Подкреплений не было, приказов тоже, пошел слух, что нас будут морить здесь до самой зимы. Исчезали дозорные, исчезали спящие в избах солдаты, исчезали ушедшие в лес и даже вышедшие на дорогу в сумерках. Время от времени французам удавалось вырезать сразу целые отряды, когда те шли на помывку к реке. В отместку фойрмейстеры обычно сжигали заживо пару десятков местных, но толку от этого не было никакого. Сполохи были все ближе, и под конец мы целыми днями сидели взаперти, боясь высунуться даже на улицу. Мерзко, верно?

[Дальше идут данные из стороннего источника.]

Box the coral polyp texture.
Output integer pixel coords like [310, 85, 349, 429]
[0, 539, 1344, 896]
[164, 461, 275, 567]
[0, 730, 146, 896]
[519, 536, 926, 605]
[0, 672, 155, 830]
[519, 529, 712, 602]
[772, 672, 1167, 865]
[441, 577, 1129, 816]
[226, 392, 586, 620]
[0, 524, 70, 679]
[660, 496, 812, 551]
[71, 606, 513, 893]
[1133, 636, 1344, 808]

— Да, господин тоттмейстер.
— Ты не видел, не чувствовал!.. — я бесцельно сжал руку в кулак, понимая, что тщетно передать мальчишке, не вдыхавшему запах сгоревшего пороха, все то, что видел я, и что сохранилось в моей памяти лучше, чем багровые и бледные шрамы на моем лице. — Я помню это время, долгое и муторное, как приступ лихорадки. Мы посылали к ним мертвецов — я и мои товарищи — но от этого не было толку. Французов уже не пугали мертвецы с их зияющими ранами, а больше мы напугать их ничем не могли. Мы можем распоряжаться лишь тем, что смерть благосклонно оставила нам после своего пиршества, так повелось. Но однажды я нашел выход. И с тех пор меня в полку стали звать за глаза Шутником.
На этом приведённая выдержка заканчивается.